The tweet came with a call to arms for its members to post pictures of themselves in orange hunting vests in response to the cascade of #WearOrange photos from the other side.

"The NRA is so tone-deaf after all the mass shootings that we have had in recent months that to not only ignore this day, but to actually try to exploit it, is beyond the pale," Shannon Watts, founder of Moms Demand Action, the grass-roots arm of Everytown for Gun Safety, told NBC News.

"They have attempted and failed to co-opt a day to honor gun violence victims and survivors and talk about our nation's gun crisis in a non-polarizing way."

But a spokeswoman for the NRA told NBC News that her organization and its six million members take exception to the attempts by advocates like Watts to "hijack" blaze orange — a hue used by hunters in safety vests for far longer than four years.

"For their side, this is a PR stunt, but for the NRA and its law-abiding members, gun safety and training is something we take seriously," said the spokeswoman.

The jockeying for position on social media mirrored a larger "culture war," in the words of Watts, over whether the personal liberties of gun owners guaranteed by the Second Amendment trumps a national crisis in which an average of 96 Americans are shot to death each day, according to the U.S. Centers for Disease Control and Prevention.

When NRA members answered the original tweet with photos of themselves in orange hunting garb, the group replied with a "thank you" message that touted the "almost 120,000 NRA-certified instructors who teach more than one million law-abiding gun owners how to safely and responsibly use a firearm each year."

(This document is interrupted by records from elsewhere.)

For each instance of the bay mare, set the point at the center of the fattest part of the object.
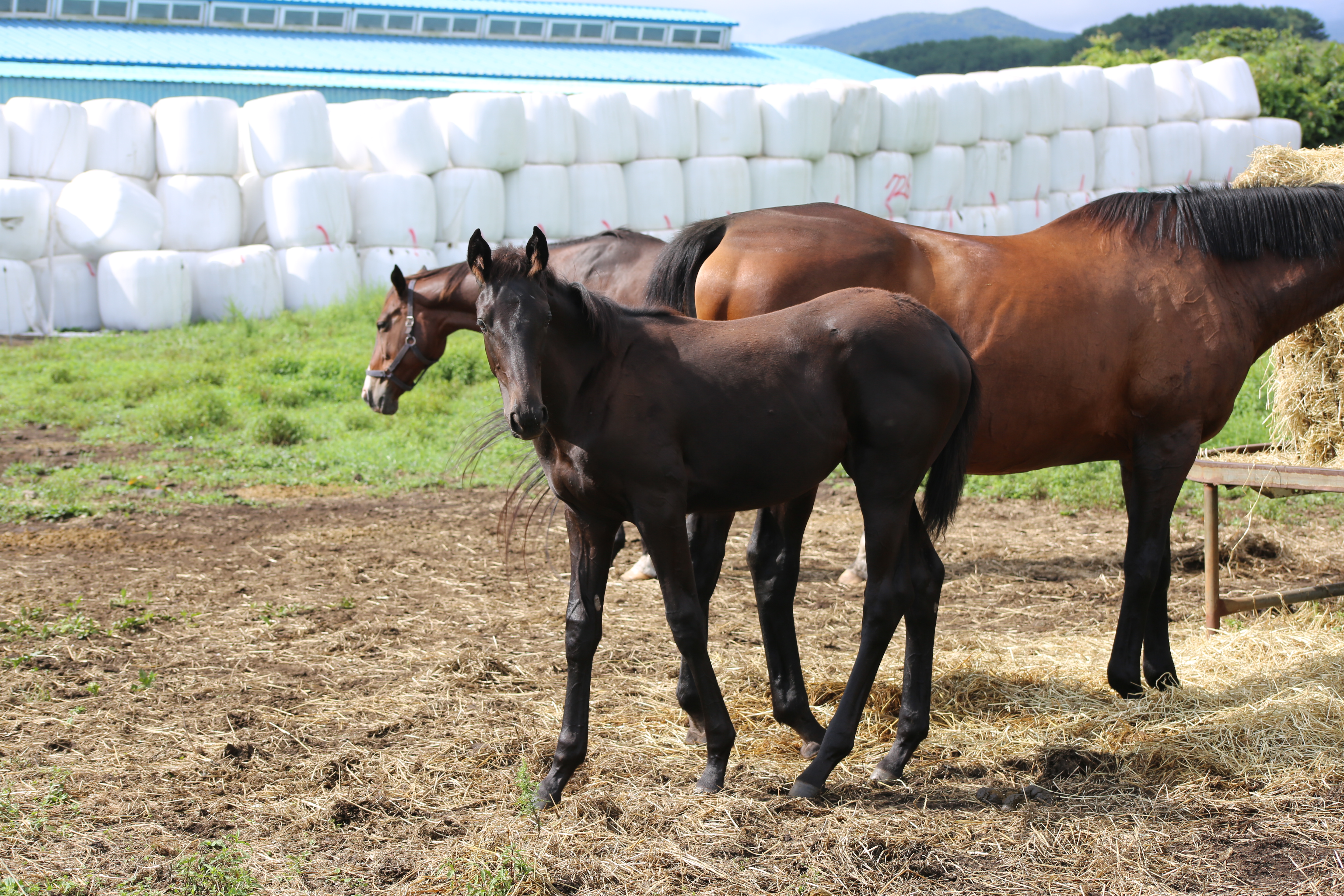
(648, 416)
(615, 262)
(1119, 332)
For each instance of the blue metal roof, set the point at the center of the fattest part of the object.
(45, 49)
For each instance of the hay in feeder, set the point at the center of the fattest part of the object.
(1308, 365)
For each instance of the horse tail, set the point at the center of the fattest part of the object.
(943, 488)
(672, 281)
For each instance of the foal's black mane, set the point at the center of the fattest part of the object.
(1240, 225)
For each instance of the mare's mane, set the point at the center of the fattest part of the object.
(1240, 225)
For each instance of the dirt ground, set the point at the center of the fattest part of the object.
(358, 691)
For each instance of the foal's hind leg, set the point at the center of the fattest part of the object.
(707, 535)
(773, 555)
(591, 559)
(917, 684)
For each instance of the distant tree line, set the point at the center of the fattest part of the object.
(1167, 32)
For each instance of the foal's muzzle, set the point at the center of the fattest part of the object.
(527, 424)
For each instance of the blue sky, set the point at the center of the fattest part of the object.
(775, 21)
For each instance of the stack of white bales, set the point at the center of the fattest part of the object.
(287, 143)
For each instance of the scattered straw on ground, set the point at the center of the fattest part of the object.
(351, 696)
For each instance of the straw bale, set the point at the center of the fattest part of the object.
(1308, 366)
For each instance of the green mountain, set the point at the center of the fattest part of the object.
(913, 28)
(1166, 29)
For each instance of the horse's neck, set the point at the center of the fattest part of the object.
(1291, 293)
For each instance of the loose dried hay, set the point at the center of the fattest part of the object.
(1308, 366)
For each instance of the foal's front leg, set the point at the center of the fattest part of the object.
(591, 559)
(666, 541)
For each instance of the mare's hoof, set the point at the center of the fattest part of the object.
(642, 570)
(803, 791)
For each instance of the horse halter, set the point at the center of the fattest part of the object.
(409, 346)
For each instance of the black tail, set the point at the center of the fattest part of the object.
(672, 281)
(943, 488)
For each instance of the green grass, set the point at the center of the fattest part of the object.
(198, 413)
(214, 408)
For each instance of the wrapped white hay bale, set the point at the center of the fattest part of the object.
(244, 280)
(122, 138)
(1073, 162)
(1062, 203)
(1174, 154)
(318, 276)
(728, 122)
(288, 132)
(604, 128)
(537, 197)
(48, 138)
(202, 213)
(377, 262)
(1123, 159)
(959, 108)
(855, 116)
(402, 138)
(1277, 132)
(1132, 96)
(307, 207)
(1228, 89)
(350, 131)
(1030, 168)
(1004, 105)
(665, 122)
(101, 213)
(19, 311)
(252, 190)
(140, 291)
(909, 115)
(834, 179)
(25, 220)
(1226, 147)
(780, 182)
(468, 199)
(597, 198)
(1046, 88)
(550, 130)
(882, 183)
(655, 194)
(716, 186)
(1030, 214)
(937, 179)
(483, 130)
(1178, 92)
(69, 287)
(394, 210)
(197, 136)
(796, 122)
(1086, 97)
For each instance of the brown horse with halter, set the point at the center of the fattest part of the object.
(615, 262)
(1119, 332)
(648, 416)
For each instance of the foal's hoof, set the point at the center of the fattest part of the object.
(851, 578)
(642, 570)
(803, 791)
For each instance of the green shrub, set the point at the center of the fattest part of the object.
(277, 429)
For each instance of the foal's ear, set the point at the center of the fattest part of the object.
(538, 253)
(479, 257)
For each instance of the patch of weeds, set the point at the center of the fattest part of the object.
(279, 429)
(483, 878)
(218, 870)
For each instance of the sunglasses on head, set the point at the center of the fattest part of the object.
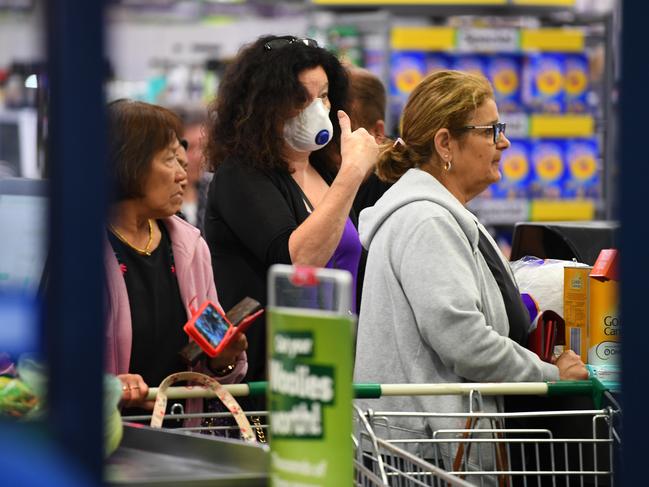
(285, 41)
(498, 128)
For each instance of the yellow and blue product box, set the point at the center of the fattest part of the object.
(575, 308)
(408, 68)
(470, 63)
(515, 169)
(437, 61)
(543, 83)
(548, 168)
(504, 71)
(576, 83)
(604, 325)
(582, 161)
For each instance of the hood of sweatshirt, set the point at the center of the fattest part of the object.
(415, 186)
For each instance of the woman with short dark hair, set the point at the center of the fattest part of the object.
(276, 196)
(157, 265)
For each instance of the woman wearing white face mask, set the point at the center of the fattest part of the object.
(276, 196)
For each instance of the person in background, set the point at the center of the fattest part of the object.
(434, 310)
(277, 195)
(198, 180)
(367, 100)
(157, 265)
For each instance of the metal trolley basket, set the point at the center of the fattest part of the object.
(387, 454)
(383, 464)
(493, 449)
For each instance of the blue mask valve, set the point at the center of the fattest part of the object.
(322, 137)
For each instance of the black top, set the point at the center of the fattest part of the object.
(517, 314)
(157, 311)
(370, 192)
(249, 219)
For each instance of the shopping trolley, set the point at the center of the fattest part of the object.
(386, 454)
(490, 449)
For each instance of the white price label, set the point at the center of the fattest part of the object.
(488, 40)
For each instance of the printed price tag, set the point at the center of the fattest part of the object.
(487, 40)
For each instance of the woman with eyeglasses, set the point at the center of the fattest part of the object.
(276, 196)
(439, 300)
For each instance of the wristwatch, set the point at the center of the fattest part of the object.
(224, 371)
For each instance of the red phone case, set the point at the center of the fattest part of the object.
(231, 333)
(197, 336)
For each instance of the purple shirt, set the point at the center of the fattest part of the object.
(347, 255)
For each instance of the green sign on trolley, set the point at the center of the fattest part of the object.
(310, 376)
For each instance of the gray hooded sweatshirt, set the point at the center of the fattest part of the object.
(432, 311)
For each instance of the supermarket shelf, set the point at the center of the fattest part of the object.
(566, 125)
(511, 211)
(564, 40)
(452, 7)
(423, 38)
(552, 210)
(490, 40)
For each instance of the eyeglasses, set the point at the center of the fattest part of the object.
(498, 128)
(285, 41)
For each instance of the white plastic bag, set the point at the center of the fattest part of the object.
(542, 280)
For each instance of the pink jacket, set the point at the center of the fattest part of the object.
(196, 283)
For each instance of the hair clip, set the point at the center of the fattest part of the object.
(397, 142)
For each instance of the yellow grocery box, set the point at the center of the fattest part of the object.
(604, 320)
(575, 308)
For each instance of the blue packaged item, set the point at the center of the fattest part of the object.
(504, 72)
(437, 61)
(576, 83)
(584, 174)
(548, 167)
(407, 69)
(543, 83)
(470, 63)
(515, 168)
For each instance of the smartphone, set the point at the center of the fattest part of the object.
(211, 329)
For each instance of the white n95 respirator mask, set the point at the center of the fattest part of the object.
(311, 129)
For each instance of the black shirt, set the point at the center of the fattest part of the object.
(249, 218)
(157, 311)
(517, 314)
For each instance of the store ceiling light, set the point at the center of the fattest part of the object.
(31, 81)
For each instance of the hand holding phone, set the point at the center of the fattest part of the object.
(212, 330)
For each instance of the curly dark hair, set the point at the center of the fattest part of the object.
(258, 92)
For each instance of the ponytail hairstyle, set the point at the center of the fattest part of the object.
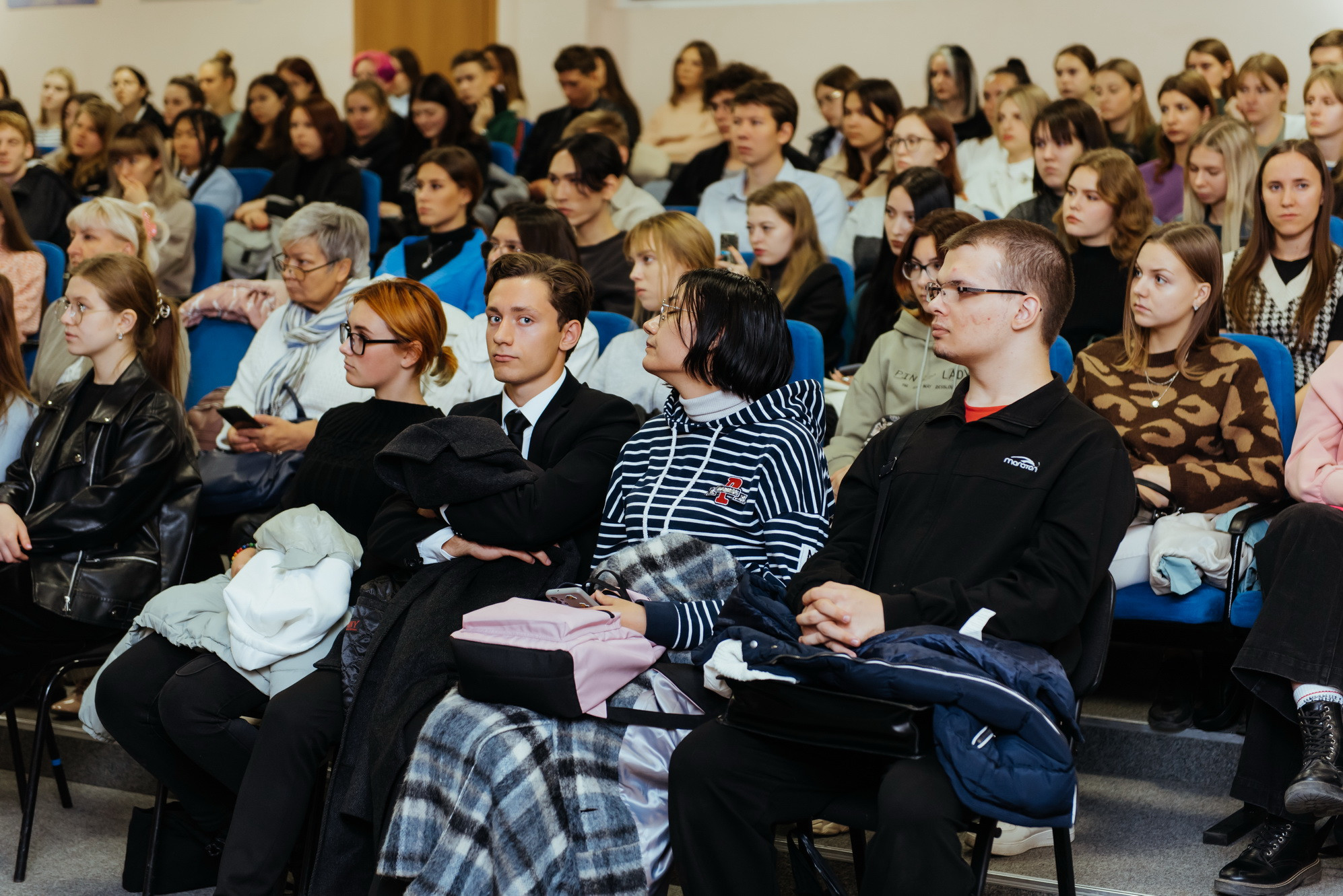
(416, 316)
(136, 224)
(806, 254)
(1194, 88)
(127, 285)
(13, 386)
(1197, 250)
(1120, 185)
(1236, 144)
(1140, 117)
(1241, 293)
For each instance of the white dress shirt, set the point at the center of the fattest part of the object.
(432, 549)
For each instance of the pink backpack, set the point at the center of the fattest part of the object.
(558, 660)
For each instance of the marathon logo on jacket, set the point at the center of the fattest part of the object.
(731, 491)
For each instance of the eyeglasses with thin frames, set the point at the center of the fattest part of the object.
(933, 291)
(358, 343)
(300, 274)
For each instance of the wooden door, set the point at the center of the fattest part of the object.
(436, 30)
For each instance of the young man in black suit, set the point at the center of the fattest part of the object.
(574, 434)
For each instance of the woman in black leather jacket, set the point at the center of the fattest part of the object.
(97, 512)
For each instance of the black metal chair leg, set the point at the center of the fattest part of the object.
(16, 754)
(859, 844)
(58, 770)
(985, 833)
(1064, 862)
(152, 851)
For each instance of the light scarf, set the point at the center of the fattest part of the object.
(304, 333)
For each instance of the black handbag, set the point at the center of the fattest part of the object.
(830, 719)
(234, 483)
(186, 859)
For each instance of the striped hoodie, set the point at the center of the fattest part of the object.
(754, 482)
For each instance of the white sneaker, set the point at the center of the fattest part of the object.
(1014, 839)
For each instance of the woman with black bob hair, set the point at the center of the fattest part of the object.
(913, 195)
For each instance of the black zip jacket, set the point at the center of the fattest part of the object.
(110, 508)
(300, 182)
(1020, 513)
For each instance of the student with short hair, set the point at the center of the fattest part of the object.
(40, 195)
(712, 166)
(1060, 135)
(661, 250)
(1288, 279)
(585, 176)
(1325, 121)
(261, 136)
(632, 203)
(913, 195)
(1210, 58)
(198, 151)
(1005, 182)
(954, 90)
(1185, 105)
(790, 261)
(764, 116)
(478, 89)
(1328, 50)
(1075, 73)
(577, 69)
(1013, 549)
(137, 159)
(447, 259)
(900, 370)
(1102, 221)
(864, 166)
(1262, 92)
(684, 124)
(829, 90)
(1220, 181)
(1121, 104)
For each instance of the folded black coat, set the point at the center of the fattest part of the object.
(453, 460)
(407, 670)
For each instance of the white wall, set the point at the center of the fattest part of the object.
(167, 38)
(795, 42)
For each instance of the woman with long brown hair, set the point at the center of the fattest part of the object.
(1287, 282)
(16, 405)
(1103, 220)
(96, 514)
(789, 258)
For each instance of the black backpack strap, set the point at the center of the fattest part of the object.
(905, 431)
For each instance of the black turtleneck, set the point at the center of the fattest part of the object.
(437, 250)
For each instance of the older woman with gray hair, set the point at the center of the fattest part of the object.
(293, 370)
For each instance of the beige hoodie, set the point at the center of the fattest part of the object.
(900, 374)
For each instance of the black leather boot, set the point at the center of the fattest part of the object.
(1318, 788)
(1282, 858)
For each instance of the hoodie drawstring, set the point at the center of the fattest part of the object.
(921, 368)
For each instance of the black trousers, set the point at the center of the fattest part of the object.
(729, 788)
(31, 636)
(1297, 637)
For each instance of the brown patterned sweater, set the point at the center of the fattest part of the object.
(1217, 434)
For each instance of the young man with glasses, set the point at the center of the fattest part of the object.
(536, 306)
(1009, 499)
(764, 116)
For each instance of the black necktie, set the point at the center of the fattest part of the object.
(516, 424)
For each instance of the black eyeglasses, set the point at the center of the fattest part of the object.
(933, 290)
(912, 269)
(358, 344)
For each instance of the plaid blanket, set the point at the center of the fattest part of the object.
(504, 801)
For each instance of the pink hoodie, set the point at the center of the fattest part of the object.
(1315, 469)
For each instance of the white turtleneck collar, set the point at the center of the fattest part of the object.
(713, 405)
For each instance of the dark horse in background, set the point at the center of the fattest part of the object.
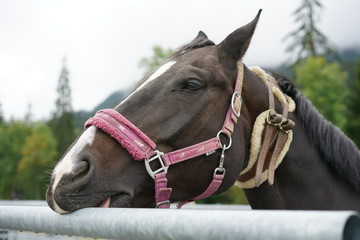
(184, 103)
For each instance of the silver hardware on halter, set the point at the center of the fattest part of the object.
(235, 94)
(230, 139)
(162, 168)
(220, 168)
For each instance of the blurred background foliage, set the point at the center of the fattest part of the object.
(30, 149)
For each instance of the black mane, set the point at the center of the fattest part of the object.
(340, 151)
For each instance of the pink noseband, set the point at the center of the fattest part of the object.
(141, 147)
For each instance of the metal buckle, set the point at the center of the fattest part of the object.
(162, 168)
(236, 94)
(221, 168)
(167, 202)
(230, 139)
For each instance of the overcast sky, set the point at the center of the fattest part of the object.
(103, 41)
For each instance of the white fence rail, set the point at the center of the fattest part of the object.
(184, 224)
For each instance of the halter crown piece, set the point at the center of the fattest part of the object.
(141, 147)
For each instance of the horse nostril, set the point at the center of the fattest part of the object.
(80, 168)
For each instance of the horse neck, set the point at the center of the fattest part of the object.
(304, 180)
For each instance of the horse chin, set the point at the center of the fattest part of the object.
(121, 200)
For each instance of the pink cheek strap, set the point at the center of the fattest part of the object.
(131, 138)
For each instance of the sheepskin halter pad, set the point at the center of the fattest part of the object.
(271, 137)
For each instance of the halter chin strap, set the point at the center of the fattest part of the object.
(141, 147)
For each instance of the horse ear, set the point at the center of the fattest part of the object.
(236, 44)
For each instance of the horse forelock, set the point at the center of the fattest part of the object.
(191, 46)
(336, 148)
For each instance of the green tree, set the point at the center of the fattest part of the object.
(307, 39)
(324, 83)
(149, 64)
(1, 115)
(354, 107)
(38, 153)
(63, 122)
(12, 139)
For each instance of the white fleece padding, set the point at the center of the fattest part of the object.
(255, 142)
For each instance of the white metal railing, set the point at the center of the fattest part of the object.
(121, 223)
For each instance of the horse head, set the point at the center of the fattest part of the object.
(184, 102)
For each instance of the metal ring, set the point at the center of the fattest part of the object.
(230, 139)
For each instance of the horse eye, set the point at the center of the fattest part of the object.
(193, 85)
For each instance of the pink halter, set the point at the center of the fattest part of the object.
(141, 147)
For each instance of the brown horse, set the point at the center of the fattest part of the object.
(180, 110)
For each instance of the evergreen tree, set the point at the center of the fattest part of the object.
(63, 122)
(308, 40)
(324, 84)
(354, 107)
(1, 115)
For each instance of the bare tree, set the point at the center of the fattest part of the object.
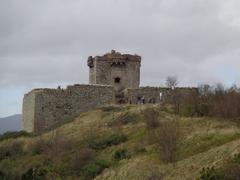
(171, 82)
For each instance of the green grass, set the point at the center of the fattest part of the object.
(119, 146)
(199, 143)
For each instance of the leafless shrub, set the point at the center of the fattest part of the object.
(168, 137)
(151, 117)
(10, 150)
(82, 158)
(171, 82)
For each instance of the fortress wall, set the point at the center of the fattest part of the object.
(153, 93)
(28, 112)
(149, 93)
(52, 106)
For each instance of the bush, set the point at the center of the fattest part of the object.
(11, 150)
(14, 134)
(151, 117)
(236, 158)
(53, 146)
(120, 154)
(209, 173)
(168, 138)
(36, 173)
(82, 158)
(106, 141)
(93, 169)
(124, 119)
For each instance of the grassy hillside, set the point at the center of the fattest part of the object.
(116, 143)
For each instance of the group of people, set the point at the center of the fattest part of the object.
(142, 100)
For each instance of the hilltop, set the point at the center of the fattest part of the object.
(116, 142)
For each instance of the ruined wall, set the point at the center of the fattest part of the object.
(44, 108)
(149, 93)
(152, 94)
(28, 112)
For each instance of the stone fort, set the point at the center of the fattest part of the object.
(114, 78)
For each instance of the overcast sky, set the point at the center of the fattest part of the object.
(46, 43)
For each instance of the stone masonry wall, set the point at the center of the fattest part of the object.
(28, 112)
(152, 94)
(149, 93)
(44, 108)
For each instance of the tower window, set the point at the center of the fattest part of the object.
(117, 80)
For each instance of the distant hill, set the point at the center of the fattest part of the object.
(119, 143)
(10, 123)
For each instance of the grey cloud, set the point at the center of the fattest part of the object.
(49, 41)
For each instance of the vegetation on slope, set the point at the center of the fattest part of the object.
(127, 142)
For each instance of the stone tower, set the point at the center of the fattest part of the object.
(122, 71)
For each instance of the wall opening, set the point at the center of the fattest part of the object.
(117, 80)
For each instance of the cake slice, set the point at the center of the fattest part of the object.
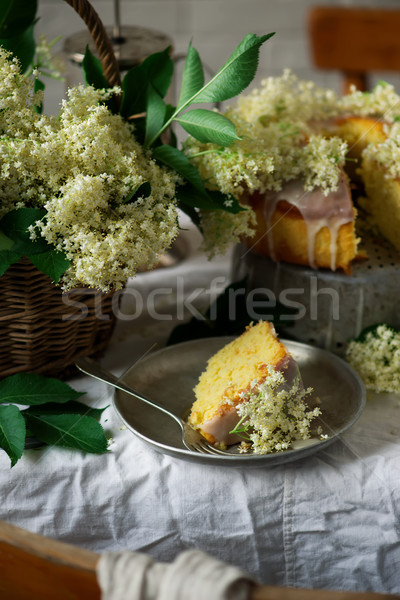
(231, 374)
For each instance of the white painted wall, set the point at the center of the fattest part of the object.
(214, 26)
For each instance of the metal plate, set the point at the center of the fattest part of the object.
(169, 376)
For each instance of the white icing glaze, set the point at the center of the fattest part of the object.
(318, 211)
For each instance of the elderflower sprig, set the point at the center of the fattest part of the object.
(274, 414)
(375, 355)
(91, 195)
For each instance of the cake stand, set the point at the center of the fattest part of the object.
(325, 308)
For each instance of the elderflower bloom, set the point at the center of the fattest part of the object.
(376, 358)
(83, 168)
(274, 414)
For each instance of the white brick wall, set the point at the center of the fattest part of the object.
(215, 26)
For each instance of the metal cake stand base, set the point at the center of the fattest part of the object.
(327, 308)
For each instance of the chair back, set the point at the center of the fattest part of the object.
(355, 41)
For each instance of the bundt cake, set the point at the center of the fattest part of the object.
(231, 373)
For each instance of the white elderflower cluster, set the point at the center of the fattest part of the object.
(277, 142)
(376, 358)
(274, 415)
(83, 167)
(387, 153)
(287, 98)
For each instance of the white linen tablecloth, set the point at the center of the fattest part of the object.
(331, 520)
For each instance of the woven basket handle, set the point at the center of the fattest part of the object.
(102, 42)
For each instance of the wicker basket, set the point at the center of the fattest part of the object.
(43, 330)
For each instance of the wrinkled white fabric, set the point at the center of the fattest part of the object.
(331, 520)
(194, 575)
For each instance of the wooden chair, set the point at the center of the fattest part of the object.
(355, 41)
(33, 566)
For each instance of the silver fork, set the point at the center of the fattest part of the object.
(192, 439)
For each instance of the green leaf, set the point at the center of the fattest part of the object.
(193, 76)
(23, 46)
(208, 126)
(6, 6)
(143, 190)
(176, 160)
(69, 431)
(155, 114)
(16, 16)
(52, 263)
(12, 432)
(93, 71)
(214, 200)
(31, 389)
(15, 225)
(70, 407)
(231, 79)
(157, 69)
(8, 258)
(237, 73)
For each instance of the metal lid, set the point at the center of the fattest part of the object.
(132, 46)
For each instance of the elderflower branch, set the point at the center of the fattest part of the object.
(275, 413)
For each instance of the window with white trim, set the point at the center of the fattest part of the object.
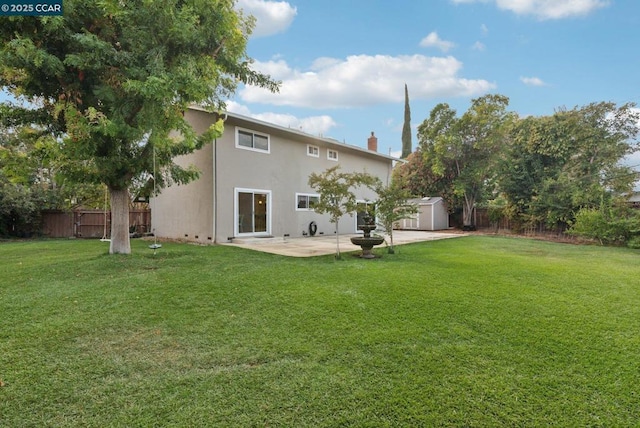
(306, 201)
(250, 140)
(313, 151)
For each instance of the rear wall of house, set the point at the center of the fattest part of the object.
(282, 173)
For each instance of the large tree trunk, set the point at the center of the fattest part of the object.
(467, 212)
(120, 243)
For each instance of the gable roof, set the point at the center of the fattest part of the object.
(294, 134)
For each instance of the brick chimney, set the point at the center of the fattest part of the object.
(372, 143)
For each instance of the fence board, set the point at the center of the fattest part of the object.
(90, 223)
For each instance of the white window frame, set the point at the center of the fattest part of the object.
(308, 196)
(313, 151)
(253, 133)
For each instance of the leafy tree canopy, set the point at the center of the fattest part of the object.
(114, 78)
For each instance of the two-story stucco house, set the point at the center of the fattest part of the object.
(254, 182)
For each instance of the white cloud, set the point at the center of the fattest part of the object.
(546, 9)
(364, 80)
(315, 125)
(532, 81)
(433, 40)
(478, 46)
(272, 17)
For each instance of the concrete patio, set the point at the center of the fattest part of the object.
(321, 245)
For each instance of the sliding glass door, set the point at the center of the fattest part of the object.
(253, 209)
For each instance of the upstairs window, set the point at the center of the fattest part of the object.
(313, 151)
(250, 140)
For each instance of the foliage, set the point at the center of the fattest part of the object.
(608, 226)
(556, 165)
(496, 332)
(463, 151)
(406, 126)
(113, 79)
(392, 206)
(537, 170)
(336, 194)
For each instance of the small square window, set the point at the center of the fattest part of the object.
(249, 140)
(306, 202)
(313, 151)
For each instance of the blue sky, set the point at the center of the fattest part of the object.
(344, 64)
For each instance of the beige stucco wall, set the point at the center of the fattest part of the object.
(183, 212)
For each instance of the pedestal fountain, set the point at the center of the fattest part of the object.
(367, 242)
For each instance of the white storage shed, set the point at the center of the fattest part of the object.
(432, 215)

The idea that the group was trying to lay claim to "gun safety" particularly offended Watts, who cited opinion polls such as a March Gallup poll showing that a majority of Americans favor tougher gun laws.

"The NRA opposes mandatory gun safety training in bills, they oppose background checks on private gun sales, they oppose red flag laws, they oppose banning bump stocks, they oppose child access prevention laws," said Watts. "So what part of that is gun safety?"

Craig Moore
A hunter in camouflage with a blaze orange vest on a hunting trip in northwest Montana. Craig Moore

Some gun control advocates tried to turn the tables and troll what they saw as a trolling attempt by the NRA. "Hey @NRA thank you for your support of us!," tweeted David Hogg, a survivor of the school shooting in Parkland, Florida, with a smile emoji and a dose of sarcasm, "We must work together to promote sensible gun laws and behavioral intervention programs if we want to end this epidemic."